The Supreme Court's unsigned shadow-docket stay reinstates Alabama's 2023 congressional map for 2026, overriding a district court ruling that found it racially discriminatory.
The Supreme Court, acting on the shadow docket, issued an unsigned order on June 2, 2026, staying a federal district court injunction that had blocked Alabama from using its 2023 congressional map in the 2026 elections [1]. The stay reinstates a map that the district court, in a 78-page opinion, had found to be intentionally racially discriminatory in violation of the 14th Amendment [2]. The order was issued without full briefing, oral argument, or a signed majority opinion.
The case is the latest phase of Allen v. Milligan, a multi-year redistricting dispute in which Alabama has repeatedly resisted court-ordered remediation. The underlying action proceeded before a three-judge federal district court, which had enjoined Alabama's 2023 map after finding that it failed to comply with the Supreme Court's 2023 Allen v.
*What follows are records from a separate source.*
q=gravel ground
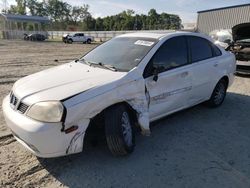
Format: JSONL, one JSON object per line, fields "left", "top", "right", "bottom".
{"left": 0, "top": 40, "right": 96, "bottom": 134}
{"left": 1, "top": 40, "right": 250, "bottom": 188}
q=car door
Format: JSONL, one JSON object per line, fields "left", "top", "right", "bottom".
{"left": 187, "top": 36, "right": 222, "bottom": 105}
{"left": 73, "top": 34, "right": 80, "bottom": 42}
{"left": 144, "top": 36, "right": 192, "bottom": 121}
{"left": 82, "top": 33, "right": 87, "bottom": 42}
{"left": 79, "top": 33, "right": 85, "bottom": 42}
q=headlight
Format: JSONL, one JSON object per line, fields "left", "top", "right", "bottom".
{"left": 27, "top": 101, "right": 65, "bottom": 123}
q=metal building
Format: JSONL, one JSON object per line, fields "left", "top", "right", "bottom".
{"left": 197, "top": 4, "right": 250, "bottom": 34}
{"left": 0, "top": 13, "right": 50, "bottom": 39}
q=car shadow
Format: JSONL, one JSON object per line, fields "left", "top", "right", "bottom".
{"left": 38, "top": 92, "right": 250, "bottom": 188}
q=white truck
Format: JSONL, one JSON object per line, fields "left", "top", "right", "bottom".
{"left": 62, "top": 33, "right": 93, "bottom": 44}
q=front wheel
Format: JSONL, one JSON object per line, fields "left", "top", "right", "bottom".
{"left": 67, "top": 39, "right": 73, "bottom": 44}
{"left": 206, "top": 79, "right": 227, "bottom": 107}
{"left": 105, "top": 105, "right": 135, "bottom": 156}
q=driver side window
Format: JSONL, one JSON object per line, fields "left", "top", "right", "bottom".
{"left": 151, "top": 36, "right": 188, "bottom": 73}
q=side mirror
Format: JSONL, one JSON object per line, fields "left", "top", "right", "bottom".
{"left": 152, "top": 66, "right": 163, "bottom": 82}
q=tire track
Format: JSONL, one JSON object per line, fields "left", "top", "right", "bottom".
{"left": 0, "top": 134, "right": 15, "bottom": 147}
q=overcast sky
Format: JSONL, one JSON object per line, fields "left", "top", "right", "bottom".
{"left": 4, "top": 0, "right": 250, "bottom": 23}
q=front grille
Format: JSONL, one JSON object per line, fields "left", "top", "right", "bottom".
{"left": 17, "top": 102, "right": 29, "bottom": 114}
{"left": 9, "top": 92, "right": 29, "bottom": 114}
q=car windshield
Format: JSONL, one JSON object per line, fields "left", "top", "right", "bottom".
{"left": 81, "top": 37, "right": 157, "bottom": 72}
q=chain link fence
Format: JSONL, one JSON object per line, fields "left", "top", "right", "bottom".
{"left": 48, "top": 30, "right": 176, "bottom": 42}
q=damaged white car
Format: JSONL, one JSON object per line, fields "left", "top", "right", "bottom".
{"left": 2, "top": 32, "right": 236, "bottom": 158}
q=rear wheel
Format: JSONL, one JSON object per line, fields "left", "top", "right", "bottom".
{"left": 87, "top": 39, "right": 91, "bottom": 44}
{"left": 206, "top": 79, "right": 227, "bottom": 107}
{"left": 105, "top": 105, "right": 135, "bottom": 156}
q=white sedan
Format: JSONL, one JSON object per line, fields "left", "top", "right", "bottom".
{"left": 2, "top": 32, "right": 236, "bottom": 158}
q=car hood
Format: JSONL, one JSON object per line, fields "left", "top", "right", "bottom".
{"left": 13, "top": 62, "right": 126, "bottom": 103}
{"left": 232, "top": 23, "right": 250, "bottom": 42}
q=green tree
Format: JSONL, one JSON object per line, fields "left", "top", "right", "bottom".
{"left": 27, "top": 0, "right": 46, "bottom": 16}
{"left": 8, "top": 0, "right": 26, "bottom": 15}
{"left": 147, "top": 9, "right": 159, "bottom": 29}
{"left": 95, "top": 17, "right": 104, "bottom": 30}
{"left": 16, "top": 0, "right": 26, "bottom": 15}
{"left": 46, "top": 0, "right": 71, "bottom": 22}
{"left": 6, "top": 0, "right": 182, "bottom": 31}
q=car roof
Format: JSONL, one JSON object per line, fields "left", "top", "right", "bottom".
{"left": 116, "top": 31, "right": 213, "bottom": 41}
{"left": 116, "top": 32, "right": 173, "bottom": 39}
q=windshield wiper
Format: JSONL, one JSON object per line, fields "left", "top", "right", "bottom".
{"left": 78, "top": 58, "right": 95, "bottom": 66}
{"left": 78, "top": 59, "right": 118, "bottom": 71}
{"left": 98, "top": 62, "right": 117, "bottom": 71}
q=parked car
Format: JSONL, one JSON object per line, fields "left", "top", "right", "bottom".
{"left": 225, "top": 23, "right": 250, "bottom": 74}
{"left": 209, "top": 29, "right": 233, "bottom": 49}
{"left": 24, "top": 33, "right": 46, "bottom": 41}
{"left": 23, "top": 33, "right": 29, "bottom": 40}
{"left": 3, "top": 32, "right": 236, "bottom": 158}
{"left": 62, "top": 33, "right": 93, "bottom": 44}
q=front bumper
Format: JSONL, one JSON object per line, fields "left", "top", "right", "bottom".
{"left": 2, "top": 96, "right": 89, "bottom": 158}
{"left": 236, "top": 61, "right": 250, "bottom": 74}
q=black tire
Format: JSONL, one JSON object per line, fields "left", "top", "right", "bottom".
{"left": 87, "top": 39, "right": 91, "bottom": 44}
{"left": 68, "top": 39, "right": 73, "bottom": 44}
{"left": 105, "top": 104, "right": 135, "bottom": 156}
{"left": 206, "top": 79, "right": 228, "bottom": 107}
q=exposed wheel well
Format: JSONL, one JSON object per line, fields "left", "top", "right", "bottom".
{"left": 220, "top": 76, "right": 229, "bottom": 89}
{"left": 84, "top": 102, "right": 138, "bottom": 146}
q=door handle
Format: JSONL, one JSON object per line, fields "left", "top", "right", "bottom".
{"left": 180, "top": 71, "right": 189, "bottom": 77}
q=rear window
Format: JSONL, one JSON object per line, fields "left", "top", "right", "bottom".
{"left": 188, "top": 36, "right": 213, "bottom": 62}
{"left": 211, "top": 43, "right": 222, "bottom": 57}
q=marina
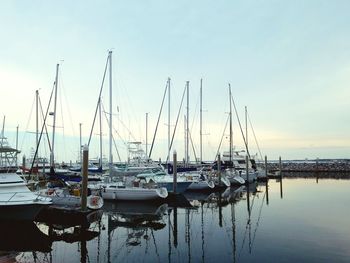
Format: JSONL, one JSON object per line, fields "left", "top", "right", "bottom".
{"left": 0, "top": 175, "right": 349, "bottom": 262}
{"left": 2, "top": 1, "right": 350, "bottom": 262}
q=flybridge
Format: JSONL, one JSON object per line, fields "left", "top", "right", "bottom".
{"left": 0, "top": 117, "right": 21, "bottom": 172}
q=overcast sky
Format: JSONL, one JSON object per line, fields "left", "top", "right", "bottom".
{"left": 1, "top": 0, "right": 349, "bottom": 162}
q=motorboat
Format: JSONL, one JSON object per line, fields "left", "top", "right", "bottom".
{"left": 0, "top": 173, "right": 51, "bottom": 221}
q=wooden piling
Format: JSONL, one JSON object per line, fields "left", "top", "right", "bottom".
{"left": 279, "top": 156, "right": 282, "bottom": 178}
{"left": 81, "top": 144, "right": 88, "bottom": 211}
{"left": 264, "top": 155, "right": 268, "bottom": 178}
{"left": 173, "top": 151, "right": 177, "bottom": 194}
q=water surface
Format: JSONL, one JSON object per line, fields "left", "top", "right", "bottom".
{"left": 3, "top": 177, "right": 350, "bottom": 263}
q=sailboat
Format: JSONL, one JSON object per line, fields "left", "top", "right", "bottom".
{"left": 88, "top": 51, "right": 168, "bottom": 201}
{"left": 223, "top": 84, "right": 246, "bottom": 185}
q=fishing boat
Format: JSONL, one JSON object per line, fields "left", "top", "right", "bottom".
{"left": 111, "top": 142, "right": 159, "bottom": 177}
{"left": 0, "top": 172, "right": 51, "bottom": 221}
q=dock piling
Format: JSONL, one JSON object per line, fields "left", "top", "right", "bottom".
{"left": 279, "top": 156, "right": 282, "bottom": 178}
{"left": 81, "top": 144, "right": 88, "bottom": 211}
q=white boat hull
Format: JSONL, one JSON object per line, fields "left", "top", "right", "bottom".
{"left": 101, "top": 186, "right": 168, "bottom": 201}
{"left": 187, "top": 180, "right": 215, "bottom": 190}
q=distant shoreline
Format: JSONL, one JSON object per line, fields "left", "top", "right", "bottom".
{"left": 265, "top": 159, "right": 350, "bottom": 174}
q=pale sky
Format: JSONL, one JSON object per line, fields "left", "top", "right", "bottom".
{"left": 1, "top": 0, "right": 349, "bottom": 163}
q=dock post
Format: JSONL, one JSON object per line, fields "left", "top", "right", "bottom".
{"left": 279, "top": 156, "right": 282, "bottom": 178}
{"left": 81, "top": 144, "right": 88, "bottom": 211}
{"left": 173, "top": 150, "right": 177, "bottom": 194}
{"left": 265, "top": 155, "right": 269, "bottom": 205}
{"left": 217, "top": 153, "right": 221, "bottom": 186}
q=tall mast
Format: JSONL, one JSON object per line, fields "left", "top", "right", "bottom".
{"left": 51, "top": 63, "right": 59, "bottom": 170}
{"left": 168, "top": 77, "right": 171, "bottom": 164}
{"left": 186, "top": 81, "right": 189, "bottom": 165}
{"left": 245, "top": 106, "right": 248, "bottom": 150}
{"left": 184, "top": 115, "right": 186, "bottom": 165}
{"left": 79, "top": 123, "right": 82, "bottom": 165}
{"left": 16, "top": 125, "right": 19, "bottom": 166}
{"left": 99, "top": 98, "right": 103, "bottom": 168}
{"left": 108, "top": 51, "right": 113, "bottom": 170}
{"left": 146, "top": 112, "right": 148, "bottom": 157}
{"left": 36, "top": 90, "right": 39, "bottom": 160}
{"left": 200, "top": 79, "right": 203, "bottom": 163}
{"left": 229, "top": 83, "right": 233, "bottom": 164}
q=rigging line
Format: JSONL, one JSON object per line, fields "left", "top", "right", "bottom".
{"left": 39, "top": 95, "right": 52, "bottom": 153}
{"left": 251, "top": 192, "right": 266, "bottom": 251}
{"left": 187, "top": 127, "right": 198, "bottom": 163}
{"left": 151, "top": 229, "right": 161, "bottom": 263}
{"left": 249, "top": 192, "right": 257, "bottom": 213}
{"left": 60, "top": 70, "right": 77, "bottom": 139}
{"left": 101, "top": 102, "right": 121, "bottom": 162}
{"left": 166, "top": 83, "right": 186, "bottom": 162}
{"left": 230, "top": 93, "right": 252, "bottom": 161}
{"left": 214, "top": 114, "right": 230, "bottom": 161}
{"left": 149, "top": 80, "right": 168, "bottom": 159}
{"left": 237, "top": 214, "right": 251, "bottom": 261}
{"left": 88, "top": 54, "right": 109, "bottom": 146}
{"left": 28, "top": 81, "right": 55, "bottom": 177}
{"left": 190, "top": 90, "right": 200, "bottom": 133}
{"left": 58, "top": 72, "right": 67, "bottom": 162}
{"left": 247, "top": 111, "right": 263, "bottom": 162}
{"left": 113, "top": 113, "right": 137, "bottom": 142}
{"left": 20, "top": 92, "right": 36, "bottom": 150}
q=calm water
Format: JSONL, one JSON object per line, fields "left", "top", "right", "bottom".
{"left": 3, "top": 177, "right": 350, "bottom": 263}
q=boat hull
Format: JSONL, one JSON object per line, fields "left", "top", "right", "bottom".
{"left": 157, "top": 181, "right": 192, "bottom": 193}
{"left": 187, "top": 180, "right": 215, "bottom": 190}
{"left": 101, "top": 187, "right": 168, "bottom": 201}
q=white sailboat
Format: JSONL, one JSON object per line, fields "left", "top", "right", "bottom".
{"left": 225, "top": 84, "right": 246, "bottom": 185}
{"left": 89, "top": 51, "right": 168, "bottom": 201}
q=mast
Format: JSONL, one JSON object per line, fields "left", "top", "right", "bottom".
{"left": 99, "top": 98, "right": 103, "bottom": 168}
{"left": 186, "top": 81, "right": 189, "bottom": 166}
{"left": 108, "top": 51, "right": 113, "bottom": 171}
{"left": 229, "top": 83, "right": 233, "bottom": 165}
{"left": 168, "top": 77, "right": 171, "bottom": 164}
{"left": 50, "top": 63, "right": 59, "bottom": 171}
{"left": 200, "top": 79, "right": 203, "bottom": 164}
{"left": 184, "top": 115, "right": 186, "bottom": 165}
{"left": 245, "top": 106, "right": 248, "bottom": 150}
{"left": 79, "top": 123, "right": 82, "bottom": 165}
{"left": 36, "top": 90, "right": 39, "bottom": 169}
{"left": 145, "top": 112, "right": 148, "bottom": 157}
{"left": 16, "top": 125, "right": 19, "bottom": 166}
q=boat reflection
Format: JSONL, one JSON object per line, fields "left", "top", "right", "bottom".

Milligan ruling requiring the state to draw a second majority-Black congressional district [1]. The NAACP Legal Defense Fund represents the plaintiffs challenging the map [2]. Three justices, Sonia Sotomayor, Elena Kagan, and Ketanji Brown Jackson, noted their dissent from the stay order [1].
The Court grounded the stay in the Purcell principle, the doctrine counseling against judicial intervention in election administration close to an election date [2]. Critics of the order argue that invoking Purcell in this context effectively rewards years of deliberate non-compliance: Alabama has now cycled through multiple maps, each found deficient, and will nonetheless use a judicially condemned plan for an imminent election cycle [3]. The district court's injunction had rested on detailed factual findings, not a close legal question, making the stay's implicit merits determination notable. The order eliminates, for the 2026 cycle, the second majority-Black district the Court's 2023 ruling required the state to create [1].
The shadow docket posture compounds the order's significance. No reasoned opinion accompanies the stay, leaving lower courts, litigants, and legislatures without guidance on how the majority weighed the equities or assessed the underlying constitutional claim [2]. The stay does not resolve the merits; the litigation continues. Whether the Court will hear full argument on the constitutionality of Alabama's map, or allow the case to become moot after the 2026 elections, remains the central procedural question [3].